Questionada sobre como reagiu ao receber a notícia da eleição, Ruth, perto de completar 85 anos, disse à Agência FAPESP que a distinção veio “um pouco tarde para mim, mas tomara mesmo que anime as cientistas mais jovens”.
“A indicação deveria ter ocorrido há 20 anos, mas certamente é um momento ímpar para o Brasil”, destacou Rodrigues.
Agora o casal Ruth e Victor se prepara para voltar a pesquisar no Brasil, após décadas radicados no exterior, em um projeto apoiado por meio do São Paulo Excellence Chairs (Spec), programa-piloto da FAPESP que busca estabelecer colaborações entre instituições do Estado de São Paulo e pesquisadores de alto nível radicados no exterior.

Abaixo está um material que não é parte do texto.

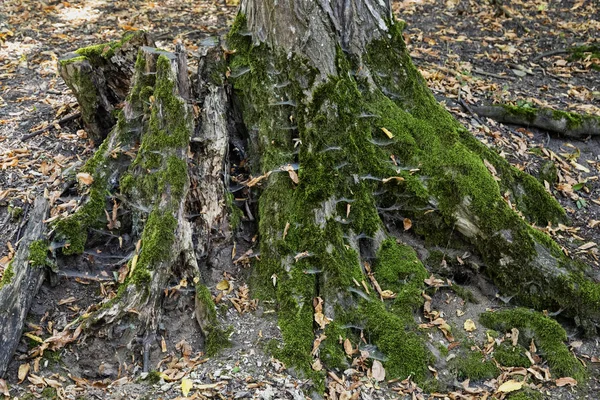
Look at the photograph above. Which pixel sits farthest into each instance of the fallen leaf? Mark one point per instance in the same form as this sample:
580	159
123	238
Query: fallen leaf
377	371
388	133
566	381
23	371
469	325
85	178
223	285
348	347
292	173
510	386
186	386
316	365
587	246
4	388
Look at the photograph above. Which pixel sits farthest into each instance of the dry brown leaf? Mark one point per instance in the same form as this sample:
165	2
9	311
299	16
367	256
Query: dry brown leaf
587	246
377	371
388	133
23	371
85	178
514	336
510	386
469	325
316	365
348	347
184	347
292	173
4	388
566	381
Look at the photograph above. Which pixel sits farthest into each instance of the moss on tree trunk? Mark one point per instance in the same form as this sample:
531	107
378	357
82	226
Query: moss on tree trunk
349	143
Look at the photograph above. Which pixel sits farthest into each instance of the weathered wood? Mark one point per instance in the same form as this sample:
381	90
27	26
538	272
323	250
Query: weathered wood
100	76
568	124
17	295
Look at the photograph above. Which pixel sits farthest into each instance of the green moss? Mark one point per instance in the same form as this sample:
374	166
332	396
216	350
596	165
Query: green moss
106	50
235	214
344	159
15	212
548	172
153	377
73	229
525	394
38	254
474	366
7	275
49	393
216	338
157	238
508	355
464	293
71	60
547	334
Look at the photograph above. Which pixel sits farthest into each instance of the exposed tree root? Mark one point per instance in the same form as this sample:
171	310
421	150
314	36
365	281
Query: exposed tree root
143	164
565	123
21	282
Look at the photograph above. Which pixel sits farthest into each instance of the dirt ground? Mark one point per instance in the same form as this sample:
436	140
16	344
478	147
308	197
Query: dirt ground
465	49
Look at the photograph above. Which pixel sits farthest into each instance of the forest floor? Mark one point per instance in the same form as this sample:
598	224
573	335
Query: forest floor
466	50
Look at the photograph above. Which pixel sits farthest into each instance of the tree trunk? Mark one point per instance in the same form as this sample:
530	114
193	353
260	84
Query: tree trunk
349	149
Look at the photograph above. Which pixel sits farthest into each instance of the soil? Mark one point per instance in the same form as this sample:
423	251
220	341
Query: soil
455	43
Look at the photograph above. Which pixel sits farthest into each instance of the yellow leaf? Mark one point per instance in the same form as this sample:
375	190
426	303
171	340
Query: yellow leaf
186	386
23	371
388	133
4	388
566	381
348	347
377	371
223	285
510	386
469	325
85	178
34	338
133	264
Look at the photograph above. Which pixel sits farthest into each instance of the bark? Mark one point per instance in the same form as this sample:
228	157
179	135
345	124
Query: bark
143	168
329	87
568	124
347	144
16	295
99	77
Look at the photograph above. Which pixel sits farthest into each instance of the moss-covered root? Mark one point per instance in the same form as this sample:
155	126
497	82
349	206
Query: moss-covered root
547	334
372	140
99	77
215	337
568	124
157	182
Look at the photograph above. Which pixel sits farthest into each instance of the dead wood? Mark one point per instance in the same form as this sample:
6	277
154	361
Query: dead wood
17	295
99	77
569	124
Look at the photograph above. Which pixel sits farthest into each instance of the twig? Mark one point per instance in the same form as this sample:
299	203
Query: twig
481	72
61	121
468	109
508	14
550	53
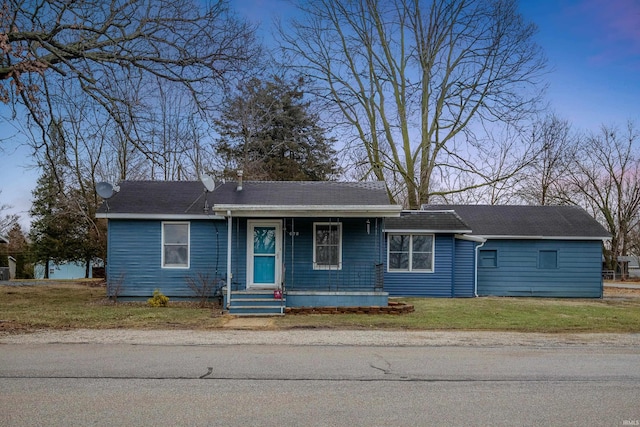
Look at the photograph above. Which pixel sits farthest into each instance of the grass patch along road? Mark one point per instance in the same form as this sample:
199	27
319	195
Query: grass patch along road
69	306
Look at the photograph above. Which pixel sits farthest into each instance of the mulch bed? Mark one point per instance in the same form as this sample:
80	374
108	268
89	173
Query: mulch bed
393	308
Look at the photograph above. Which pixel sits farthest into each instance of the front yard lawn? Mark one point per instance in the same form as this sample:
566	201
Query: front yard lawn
68	306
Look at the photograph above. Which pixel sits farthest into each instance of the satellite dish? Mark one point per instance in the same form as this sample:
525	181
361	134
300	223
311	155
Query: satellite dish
208	182
105	190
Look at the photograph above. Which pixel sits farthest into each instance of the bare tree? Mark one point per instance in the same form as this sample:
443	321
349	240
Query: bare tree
49	48
607	179
6	220
414	78
545	180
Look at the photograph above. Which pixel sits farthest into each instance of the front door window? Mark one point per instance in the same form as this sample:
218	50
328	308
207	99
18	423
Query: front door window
263	267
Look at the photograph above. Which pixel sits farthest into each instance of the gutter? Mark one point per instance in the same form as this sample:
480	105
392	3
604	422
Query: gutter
229	229
482	241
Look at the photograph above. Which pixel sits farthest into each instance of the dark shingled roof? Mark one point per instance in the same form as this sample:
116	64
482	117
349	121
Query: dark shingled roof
514	220
187	197
443	221
292	193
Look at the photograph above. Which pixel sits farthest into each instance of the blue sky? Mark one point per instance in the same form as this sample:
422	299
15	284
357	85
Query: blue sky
593	48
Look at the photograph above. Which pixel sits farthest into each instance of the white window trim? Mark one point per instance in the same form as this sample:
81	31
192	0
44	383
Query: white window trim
540	267
488	250
328	267
162	245
411	269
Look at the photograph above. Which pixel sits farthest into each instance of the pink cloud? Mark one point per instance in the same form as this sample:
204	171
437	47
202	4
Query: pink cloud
613	27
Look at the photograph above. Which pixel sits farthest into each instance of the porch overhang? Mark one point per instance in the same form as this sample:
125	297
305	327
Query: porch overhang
308	211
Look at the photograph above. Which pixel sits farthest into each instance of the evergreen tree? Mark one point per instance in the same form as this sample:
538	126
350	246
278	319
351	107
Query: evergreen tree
268	130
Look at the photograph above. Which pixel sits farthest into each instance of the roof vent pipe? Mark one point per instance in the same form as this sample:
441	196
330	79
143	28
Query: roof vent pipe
239	187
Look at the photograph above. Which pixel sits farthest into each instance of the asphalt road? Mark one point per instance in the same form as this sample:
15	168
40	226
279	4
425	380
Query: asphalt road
327	385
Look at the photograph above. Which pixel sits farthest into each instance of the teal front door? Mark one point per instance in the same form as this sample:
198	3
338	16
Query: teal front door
264	245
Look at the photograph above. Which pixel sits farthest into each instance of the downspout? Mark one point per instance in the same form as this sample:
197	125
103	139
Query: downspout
475	272
229	274
482	241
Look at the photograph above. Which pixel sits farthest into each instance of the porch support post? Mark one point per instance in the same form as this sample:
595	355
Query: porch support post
229	236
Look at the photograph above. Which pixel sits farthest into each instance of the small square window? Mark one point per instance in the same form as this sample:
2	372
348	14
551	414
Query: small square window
175	245
548	259
488	258
327	246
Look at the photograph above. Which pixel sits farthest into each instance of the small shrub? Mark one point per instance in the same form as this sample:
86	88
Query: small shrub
158	299
204	287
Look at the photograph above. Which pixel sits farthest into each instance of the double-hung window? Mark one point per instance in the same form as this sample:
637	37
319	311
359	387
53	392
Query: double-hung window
175	245
327	246
410	252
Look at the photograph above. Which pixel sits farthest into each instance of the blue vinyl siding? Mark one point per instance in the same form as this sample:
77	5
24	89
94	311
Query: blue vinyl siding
438	283
519	272
463	285
135	257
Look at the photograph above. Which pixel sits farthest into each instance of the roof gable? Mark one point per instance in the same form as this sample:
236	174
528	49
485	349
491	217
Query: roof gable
442	221
189	198
528	221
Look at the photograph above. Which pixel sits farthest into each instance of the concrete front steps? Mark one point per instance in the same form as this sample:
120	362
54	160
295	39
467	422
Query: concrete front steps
256	303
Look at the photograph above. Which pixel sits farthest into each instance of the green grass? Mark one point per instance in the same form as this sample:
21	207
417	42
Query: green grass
66	306
495	314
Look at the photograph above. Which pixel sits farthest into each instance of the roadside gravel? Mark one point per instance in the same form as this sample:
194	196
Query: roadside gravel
322	337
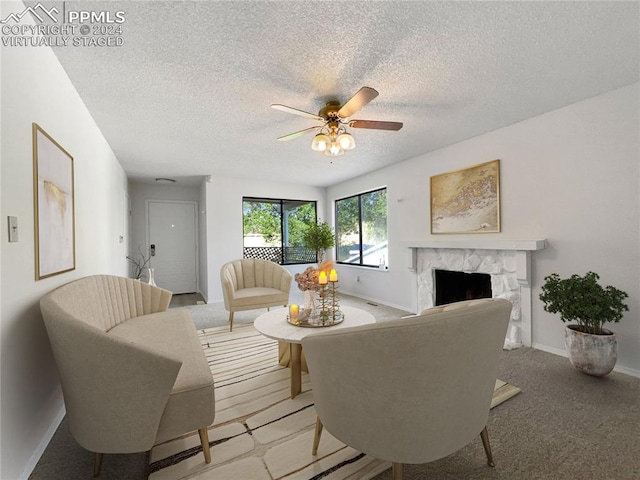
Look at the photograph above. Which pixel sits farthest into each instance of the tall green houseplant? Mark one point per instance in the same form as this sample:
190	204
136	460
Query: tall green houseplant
319	237
584	301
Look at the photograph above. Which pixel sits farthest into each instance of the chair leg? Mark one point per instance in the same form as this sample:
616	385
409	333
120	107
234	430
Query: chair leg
204	439
97	464
316	437
396	471
484	435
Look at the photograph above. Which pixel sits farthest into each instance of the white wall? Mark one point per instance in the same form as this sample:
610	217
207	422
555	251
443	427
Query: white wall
203	272
224	220
570	176
34	88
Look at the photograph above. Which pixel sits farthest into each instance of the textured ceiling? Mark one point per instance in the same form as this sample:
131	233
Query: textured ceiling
189	92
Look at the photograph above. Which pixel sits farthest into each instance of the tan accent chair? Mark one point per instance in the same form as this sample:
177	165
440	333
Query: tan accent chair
133	373
412	390
249	284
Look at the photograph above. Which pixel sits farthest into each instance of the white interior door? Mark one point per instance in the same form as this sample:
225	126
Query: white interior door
172	236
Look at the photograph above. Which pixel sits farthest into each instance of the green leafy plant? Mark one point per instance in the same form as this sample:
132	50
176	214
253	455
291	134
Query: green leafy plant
138	264
584	301
319	237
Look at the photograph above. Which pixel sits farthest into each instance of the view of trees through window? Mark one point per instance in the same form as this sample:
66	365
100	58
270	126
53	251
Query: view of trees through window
361	229
273	229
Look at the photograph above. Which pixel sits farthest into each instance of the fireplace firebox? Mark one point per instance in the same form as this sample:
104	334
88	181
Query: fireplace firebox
453	286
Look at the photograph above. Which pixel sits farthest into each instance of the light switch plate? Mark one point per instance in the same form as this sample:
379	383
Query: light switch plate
13	229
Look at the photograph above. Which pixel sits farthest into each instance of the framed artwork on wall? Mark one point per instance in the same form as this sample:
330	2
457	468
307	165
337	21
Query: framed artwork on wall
466	200
54	207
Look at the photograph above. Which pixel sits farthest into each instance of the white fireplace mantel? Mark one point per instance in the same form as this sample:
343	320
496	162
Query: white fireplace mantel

“A FAPESP tem sido muito generosa e temos tido facilidade para trabalhar em colaboração com colegas mais jovens. Hoje em dia não fazemos mais a pesquisa, discutimos, e é dessa maneira que temos uma certa influência”, disse Ruth.
Rodrigues, um dos professores que irá trabalhar com o casal Nussenzweig no Brasil, afirma que eles são sempre uma grande fonte de estímulo para os cientistas mais jovens. “Nunca param de querer saber mais e descobrir novas coisas”, disse.